You are viewing a plain text version of this content. The canonical link for it is here.

Posted to general@lucene.apache.org by poeta simbolista <po...@gmail.com> on 2009/10/26 15:29:34 UTC

Solution for unwanted ngrams

Hi,

Imagine you have a text : 
"Apartment not for sale".
and another
"Sale! Apartment for rent"
Search query: "Apartment for sale". 
The above search query will return the texts above highly scored. I would
like to know how I could tackle the following issue better with Lucene. My
ideas:
 - recognise certain sets "Not for sale" as different from "for sale". That
is, invalidate "for sale" if it comes preceded by "not". How could I do
this?
 - Recognise sale only if preceded by "for", since the second meaning
(bargain vs. something for sale) is tricky.
 - transcript "sale" as "for sale", grouped in the query (produce "-sale
+(for sale)"  ). Wouldn't that query invalidate those with the "sale" term?
How to achieve this with Lucene otherwise? 

Should this be tackled only by preprocessing the data before it makes it to
the index? Ideally I would like to preserve the original text  on the index.

Thanks a lot in advance
 Diego
-- 
View this message in context: http://www.nabble.com/Solution-for-unwanted-ngrams-tp26060874p26060874.html
Sent from the Lucene - General mailing list archive at Nabble.com.

Re: Solution for unwanted ngrams

Posted by Ted Dunning <te...@gmail.com>.

This sort of fine distinction probably requires user feed back.  If the
idioms are highly distinctive, then a learning system that is highly
resistant to over-fitting could be used to learn a query that includes
phrasal components like "not for sale" and such.
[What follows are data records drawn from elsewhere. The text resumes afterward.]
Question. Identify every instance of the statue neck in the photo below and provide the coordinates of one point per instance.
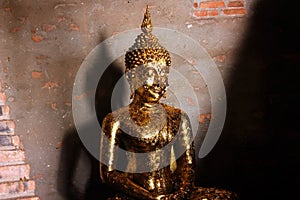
(139, 103)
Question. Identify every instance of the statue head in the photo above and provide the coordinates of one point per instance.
(147, 64)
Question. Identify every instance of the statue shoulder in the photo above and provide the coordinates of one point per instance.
(113, 118)
(176, 112)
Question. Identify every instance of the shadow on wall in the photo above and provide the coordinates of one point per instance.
(70, 179)
(257, 155)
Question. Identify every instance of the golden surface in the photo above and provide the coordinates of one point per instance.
(147, 125)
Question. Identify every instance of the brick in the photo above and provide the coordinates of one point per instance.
(4, 112)
(10, 190)
(29, 198)
(204, 117)
(205, 13)
(48, 27)
(212, 4)
(8, 142)
(196, 5)
(2, 98)
(37, 38)
(12, 157)
(36, 74)
(14, 172)
(7, 127)
(240, 11)
(236, 4)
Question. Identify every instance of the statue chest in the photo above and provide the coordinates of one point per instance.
(146, 140)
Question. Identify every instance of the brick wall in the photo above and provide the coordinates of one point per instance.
(14, 172)
(218, 8)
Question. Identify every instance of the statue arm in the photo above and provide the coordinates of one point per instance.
(186, 162)
(108, 173)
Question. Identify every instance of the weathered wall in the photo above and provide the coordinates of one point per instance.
(43, 44)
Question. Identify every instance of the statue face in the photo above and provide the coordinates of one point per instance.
(151, 80)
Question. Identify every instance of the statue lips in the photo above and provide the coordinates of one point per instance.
(156, 91)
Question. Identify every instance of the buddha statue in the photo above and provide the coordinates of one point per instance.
(146, 126)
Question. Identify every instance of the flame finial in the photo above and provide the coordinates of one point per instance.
(147, 24)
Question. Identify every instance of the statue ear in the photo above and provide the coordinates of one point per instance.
(165, 94)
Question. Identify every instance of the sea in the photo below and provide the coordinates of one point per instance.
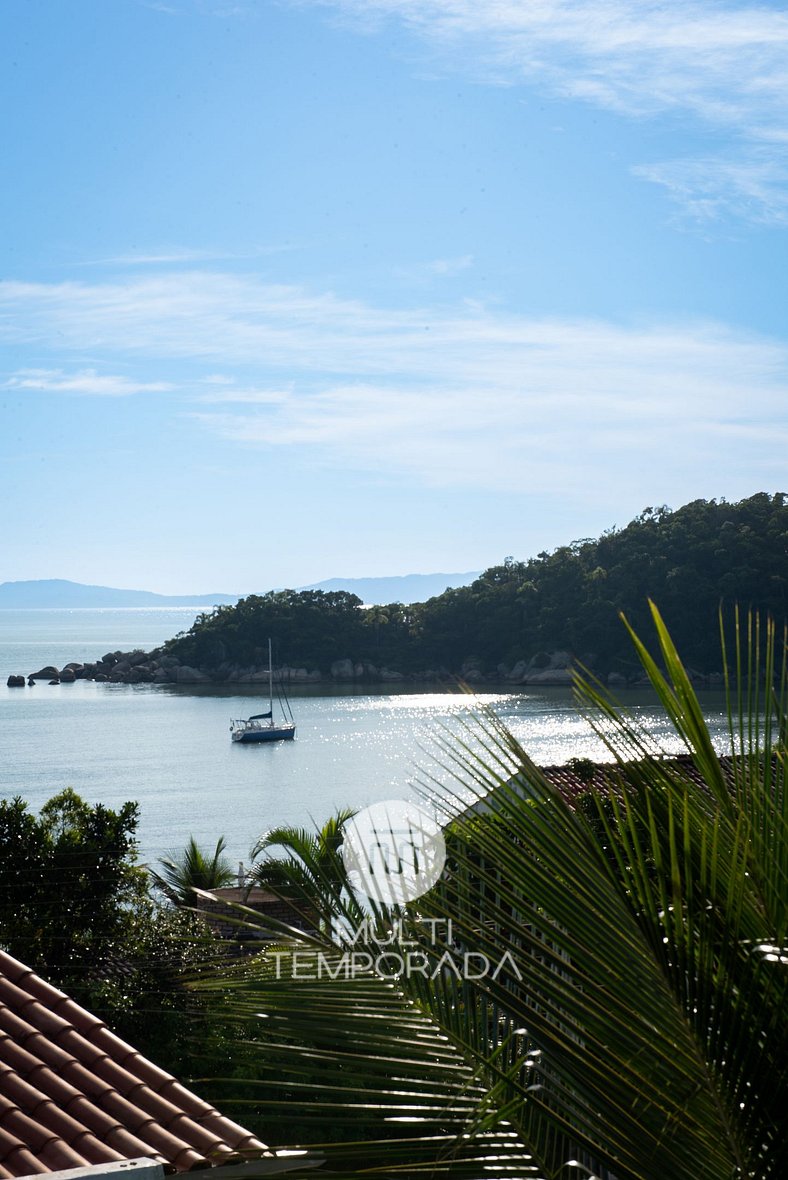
(169, 748)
If you have to find more flexible phrases that are based on synonymic
substitutions, then you should look at techniques like random indexing or
LSA or LDA so that you can express the phrases you extract from training
documents in terms of more general semantic components.  Sparse random
indexing is probably the easiest to apply to a term based retrieval system
such as Lucene.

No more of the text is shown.